History

England
- Name: HMS Lynn
- Ordered: 3 May 1695
- Builder: Thomas Ellis, Shoreham
- Launched: 24 April 1696
- Commissioned: 1696
- Fate: Sold to Francis Sheldon 16 April 1713

General characteristics as built
- Class & type: 32-gun fifth rate
- Tons burthen: 37352⁄94 tons (bm)
- Length: 107 ft 9.5 in (32.85 m) gundeck; 88 ft 0 in (26.82 m) keel for tonnage;
- Beam: 28 ft 3 in (8.61 m)
- Depth of hold: 10 ft 8.5 in (3.26 m)
- Propulsion: Sails
- Sail plan: Full-rigged ship
- Complement: 145/110
- Armament: as built 32 guns; 4/4 × demi-culverins (LD); 22/20 × 6-pdr guns (UD); 6/4 × 4-pdr guns (QD);

= HMS Lynn (1696) =

Royal Navy ship

HMS Lynn was a 32-gun fifth rate built under contract by Thomas Ellis of Shoreham in 1695/96. She spent her entire career on trade protection and anti-piracy patrols. Her service was in Home Waters North America, the West Indies and the East Indies. She was sold in 1713.

She was the first vessel to bear the name Lynn in the English and Royal Navy.

==Construction and specifications==
She was ordered on 16 February 1694 to be built under contract by Mr. Flint of Plymouth. She was launched on 20 April 1695. Her dimensions were a gundeck of 109 ft 0 in with a keel of 88 ft 0 in for tonnage calculation with a breadth of 28 ft 8 in and a depth of hold of 10 ft 6 in. Her builder’s measure tonnage was calculated as 38462/94 tons (burthen).

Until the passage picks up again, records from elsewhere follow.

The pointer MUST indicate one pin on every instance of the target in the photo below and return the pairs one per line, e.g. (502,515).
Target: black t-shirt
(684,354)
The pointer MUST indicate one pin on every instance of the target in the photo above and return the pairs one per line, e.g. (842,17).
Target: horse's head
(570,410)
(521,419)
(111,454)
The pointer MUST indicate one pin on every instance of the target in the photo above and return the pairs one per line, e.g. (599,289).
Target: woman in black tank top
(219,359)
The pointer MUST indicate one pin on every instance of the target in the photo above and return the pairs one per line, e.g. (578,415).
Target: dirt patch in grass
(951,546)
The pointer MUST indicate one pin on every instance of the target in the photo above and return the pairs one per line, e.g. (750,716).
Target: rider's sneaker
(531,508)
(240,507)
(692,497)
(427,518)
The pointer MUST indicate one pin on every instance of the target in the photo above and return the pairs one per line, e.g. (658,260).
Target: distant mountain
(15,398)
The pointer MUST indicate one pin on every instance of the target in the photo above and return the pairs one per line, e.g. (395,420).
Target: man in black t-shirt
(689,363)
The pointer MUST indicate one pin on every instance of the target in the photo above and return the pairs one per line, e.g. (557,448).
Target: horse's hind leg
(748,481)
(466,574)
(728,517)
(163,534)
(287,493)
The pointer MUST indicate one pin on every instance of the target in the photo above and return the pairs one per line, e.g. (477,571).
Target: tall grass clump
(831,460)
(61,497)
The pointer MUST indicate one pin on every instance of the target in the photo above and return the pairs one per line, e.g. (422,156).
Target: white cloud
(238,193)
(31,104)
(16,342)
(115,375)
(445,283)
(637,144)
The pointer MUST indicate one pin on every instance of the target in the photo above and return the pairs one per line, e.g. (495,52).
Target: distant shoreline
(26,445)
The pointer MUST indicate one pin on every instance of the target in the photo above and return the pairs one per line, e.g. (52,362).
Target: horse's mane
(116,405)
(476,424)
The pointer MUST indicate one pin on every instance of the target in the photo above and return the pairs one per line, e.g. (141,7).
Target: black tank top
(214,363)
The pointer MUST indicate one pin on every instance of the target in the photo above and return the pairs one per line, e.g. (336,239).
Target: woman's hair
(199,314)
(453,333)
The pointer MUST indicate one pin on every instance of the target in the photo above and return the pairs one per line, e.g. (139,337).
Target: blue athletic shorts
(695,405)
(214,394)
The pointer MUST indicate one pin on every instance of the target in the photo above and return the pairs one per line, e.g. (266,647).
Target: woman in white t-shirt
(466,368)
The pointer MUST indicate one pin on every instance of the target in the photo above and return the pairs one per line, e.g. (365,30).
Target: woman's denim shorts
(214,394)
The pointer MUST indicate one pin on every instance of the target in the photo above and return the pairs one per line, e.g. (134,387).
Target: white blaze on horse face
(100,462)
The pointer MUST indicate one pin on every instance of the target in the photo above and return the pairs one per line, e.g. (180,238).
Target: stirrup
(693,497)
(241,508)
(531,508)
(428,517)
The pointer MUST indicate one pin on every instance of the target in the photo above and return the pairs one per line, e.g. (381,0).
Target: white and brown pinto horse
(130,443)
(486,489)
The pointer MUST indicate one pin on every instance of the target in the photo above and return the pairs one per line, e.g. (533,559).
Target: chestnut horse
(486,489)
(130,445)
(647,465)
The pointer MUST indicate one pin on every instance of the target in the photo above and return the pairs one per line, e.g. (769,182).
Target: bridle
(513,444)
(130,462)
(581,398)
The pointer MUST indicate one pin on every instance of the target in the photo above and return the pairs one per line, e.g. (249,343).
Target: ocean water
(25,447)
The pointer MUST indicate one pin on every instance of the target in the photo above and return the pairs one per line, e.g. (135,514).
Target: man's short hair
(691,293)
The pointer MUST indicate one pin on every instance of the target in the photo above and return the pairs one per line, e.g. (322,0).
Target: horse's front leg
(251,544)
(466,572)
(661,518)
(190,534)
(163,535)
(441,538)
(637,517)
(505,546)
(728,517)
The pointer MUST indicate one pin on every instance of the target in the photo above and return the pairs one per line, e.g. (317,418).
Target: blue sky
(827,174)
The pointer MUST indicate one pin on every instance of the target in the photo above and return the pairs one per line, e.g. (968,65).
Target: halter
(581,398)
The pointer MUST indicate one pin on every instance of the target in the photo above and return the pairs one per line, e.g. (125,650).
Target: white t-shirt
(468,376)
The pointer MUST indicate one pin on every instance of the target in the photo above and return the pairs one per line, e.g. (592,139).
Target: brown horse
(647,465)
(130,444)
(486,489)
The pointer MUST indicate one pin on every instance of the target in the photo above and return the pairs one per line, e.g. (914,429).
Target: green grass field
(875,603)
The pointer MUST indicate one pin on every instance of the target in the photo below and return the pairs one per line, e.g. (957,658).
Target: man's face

The gun armament initially was four demi-culverins on the lower deck (LD) with two pair of guns per side. The upper deck (UD) battery would consist of between twenty and twenty-two 6-pounder guns with ten or eleven guns per side. The gun battery would be completed by four 4-pounder guns on the quarterdeck (QD) with two to three guns per side.

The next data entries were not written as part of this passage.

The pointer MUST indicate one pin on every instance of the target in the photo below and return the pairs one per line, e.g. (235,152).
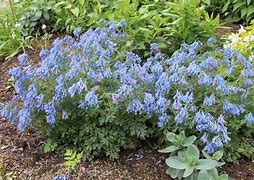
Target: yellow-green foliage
(243,41)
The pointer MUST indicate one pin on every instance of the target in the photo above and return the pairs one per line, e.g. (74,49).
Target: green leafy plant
(163,22)
(11,38)
(185,162)
(72,158)
(37,14)
(236,10)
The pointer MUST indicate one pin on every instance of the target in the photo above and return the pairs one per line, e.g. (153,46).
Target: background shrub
(243,41)
(233,10)
(163,22)
(92,95)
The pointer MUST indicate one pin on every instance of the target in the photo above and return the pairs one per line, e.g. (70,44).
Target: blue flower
(232,109)
(65,115)
(61,177)
(122,23)
(77,32)
(91,99)
(182,115)
(149,104)
(135,107)
(163,119)
(43,54)
(209,101)
(25,118)
(249,118)
(23,59)
(204,80)
(204,138)
(154,48)
(50,112)
(211,41)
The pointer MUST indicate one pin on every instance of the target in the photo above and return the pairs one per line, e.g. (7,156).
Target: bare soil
(22,153)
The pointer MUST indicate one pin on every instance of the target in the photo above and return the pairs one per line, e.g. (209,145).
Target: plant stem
(12,10)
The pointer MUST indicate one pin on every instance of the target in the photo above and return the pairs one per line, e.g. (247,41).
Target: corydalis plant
(85,78)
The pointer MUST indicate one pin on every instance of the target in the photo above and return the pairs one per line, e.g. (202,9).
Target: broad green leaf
(192,151)
(225,8)
(82,2)
(170,136)
(217,155)
(238,5)
(213,172)
(75,11)
(188,171)
(176,162)
(248,2)
(244,12)
(189,141)
(203,175)
(206,164)
(250,10)
(207,156)
(223,177)
(169,149)
(172,172)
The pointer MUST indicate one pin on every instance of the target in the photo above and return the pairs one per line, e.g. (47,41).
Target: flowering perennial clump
(78,74)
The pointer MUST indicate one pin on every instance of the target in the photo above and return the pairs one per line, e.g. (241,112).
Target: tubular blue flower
(209,101)
(135,107)
(209,148)
(115,98)
(157,69)
(163,119)
(50,112)
(204,138)
(203,121)
(60,91)
(193,69)
(122,23)
(161,104)
(77,88)
(77,32)
(149,104)
(23,59)
(65,115)
(30,96)
(211,41)
(162,85)
(91,99)
(182,115)
(39,102)
(210,63)
(154,48)
(249,118)
(132,58)
(25,118)
(204,80)
(7,110)
(125,91)
(232,109)
(43,54)
(188,97)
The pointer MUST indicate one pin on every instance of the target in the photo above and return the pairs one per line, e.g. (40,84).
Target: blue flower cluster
(188,88)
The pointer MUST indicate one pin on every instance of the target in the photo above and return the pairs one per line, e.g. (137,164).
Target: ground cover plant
(101,101)
(168,23)
(11,38)
(232,10)
(107,87)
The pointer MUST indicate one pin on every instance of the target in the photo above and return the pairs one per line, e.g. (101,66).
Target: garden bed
(24,155)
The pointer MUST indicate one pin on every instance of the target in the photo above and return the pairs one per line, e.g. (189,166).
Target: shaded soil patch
(23,152)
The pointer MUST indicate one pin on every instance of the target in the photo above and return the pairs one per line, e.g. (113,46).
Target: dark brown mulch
(23,154)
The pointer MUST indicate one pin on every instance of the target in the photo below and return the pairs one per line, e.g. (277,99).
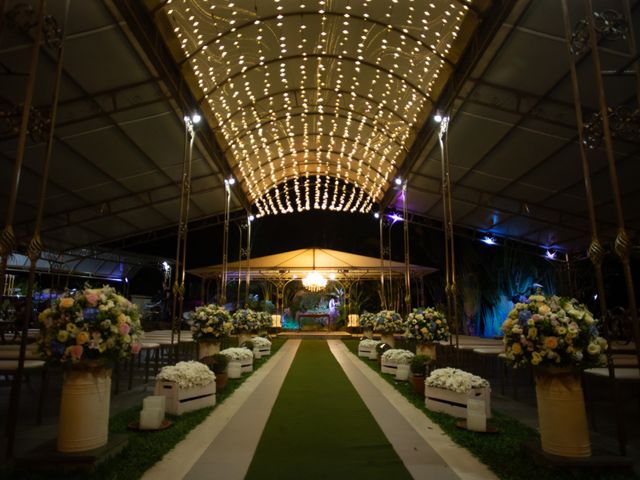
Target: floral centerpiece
(427,325)
(264,320)
(368,343)
(88,327)
(83,330)
(211,323)
(448,390)
(237,354)
(246,321)
(558,337)
(366,321)
(387,322)
(187,374)
(455,380)
(261,342)
(186,386)
(397,356)
(552,331)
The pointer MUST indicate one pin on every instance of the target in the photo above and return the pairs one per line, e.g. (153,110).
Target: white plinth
(181,400)
(453,403)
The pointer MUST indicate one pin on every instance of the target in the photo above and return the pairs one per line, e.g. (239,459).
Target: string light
(317,102)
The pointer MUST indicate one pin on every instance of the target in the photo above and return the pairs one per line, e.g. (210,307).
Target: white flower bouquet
(549,331)
(264,320)
(237,354)
(211,322)
(388,321)
(368,343)
(89,326)
(187,374)
(246,320)
(260,342)
(397,356)
(427,325)
(455,380)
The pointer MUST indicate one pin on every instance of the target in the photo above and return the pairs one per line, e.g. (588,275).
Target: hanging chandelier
(314,281)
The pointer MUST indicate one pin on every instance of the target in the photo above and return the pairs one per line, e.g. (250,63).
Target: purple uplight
(488,240)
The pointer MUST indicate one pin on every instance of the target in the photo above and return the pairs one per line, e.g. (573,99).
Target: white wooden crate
(388,367)
(453,403)
(181,400)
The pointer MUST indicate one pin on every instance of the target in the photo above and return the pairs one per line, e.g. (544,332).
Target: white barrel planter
(181,400)
(84,410)
(454,403)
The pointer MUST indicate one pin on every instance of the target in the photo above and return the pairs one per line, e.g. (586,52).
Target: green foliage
(145,449)
(503,453)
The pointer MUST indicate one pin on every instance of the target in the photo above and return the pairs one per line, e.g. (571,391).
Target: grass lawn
(145,449)
(503,452)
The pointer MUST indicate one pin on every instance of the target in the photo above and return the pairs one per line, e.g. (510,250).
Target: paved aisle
(222,446)
(425,450)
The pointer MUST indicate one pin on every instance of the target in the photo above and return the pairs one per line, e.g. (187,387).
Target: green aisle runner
(320,428)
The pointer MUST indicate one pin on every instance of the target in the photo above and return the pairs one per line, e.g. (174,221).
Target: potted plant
(211,323)
(418,367)
(427,326)
(557,337)
(218,364)
(187,386)
(82,332)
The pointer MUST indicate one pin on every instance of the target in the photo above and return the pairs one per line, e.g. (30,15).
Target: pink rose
(92,299)
(75,351)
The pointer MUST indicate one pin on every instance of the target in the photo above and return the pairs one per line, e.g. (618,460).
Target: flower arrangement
(264,320)
(552,331)
(238,354)
(187,374)
(211,322)
(260,342)
(368,343)
(455,380)
(366,321)
(246,321)
(427,325)
(91,325)
(387,321)
(398,356)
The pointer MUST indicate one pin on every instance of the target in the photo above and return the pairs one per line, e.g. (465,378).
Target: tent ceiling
(117,156)
(297,263)
(316,103)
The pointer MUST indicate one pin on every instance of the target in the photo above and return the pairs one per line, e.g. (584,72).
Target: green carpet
(320,428)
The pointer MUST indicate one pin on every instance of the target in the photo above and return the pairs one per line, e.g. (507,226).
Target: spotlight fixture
(488,240)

==Commissioned Service 1696-1712==
HMS Lynn was commissioned in 1696 under the command of Captain Horatio Townsend for service in Irish Waters in 1697. In 1698 she went to the West Indies where Captain Townsend died on 12 March 1699. Captain Edmund Letchmere took command following his death on 16 March 1699 and was assigned to Sir George Rooke's Fleet. Captain Letchmere was reappointed on 9 July 1700 then again on 26 May 1701. Captain John Watkins was in command in 1702. Between 1704 and 1705 Captain George Martin was in Command in the Leeward Islands. On 16 July 1706 Captain Sir George Forbes, the Earl of Grannard was assigned command. Captain Archibald Hamilton was in command at Barbados on 12 January 1707. On 28 February 1709 she was assigned Captain Henry Blinston as her commander for service in the Mediterranean. She sailed with Baker's squadron on the Portuguese coast in 1712.

==Disposition==
She was sold to Francis Sheldon for £195 on 16 April 1713.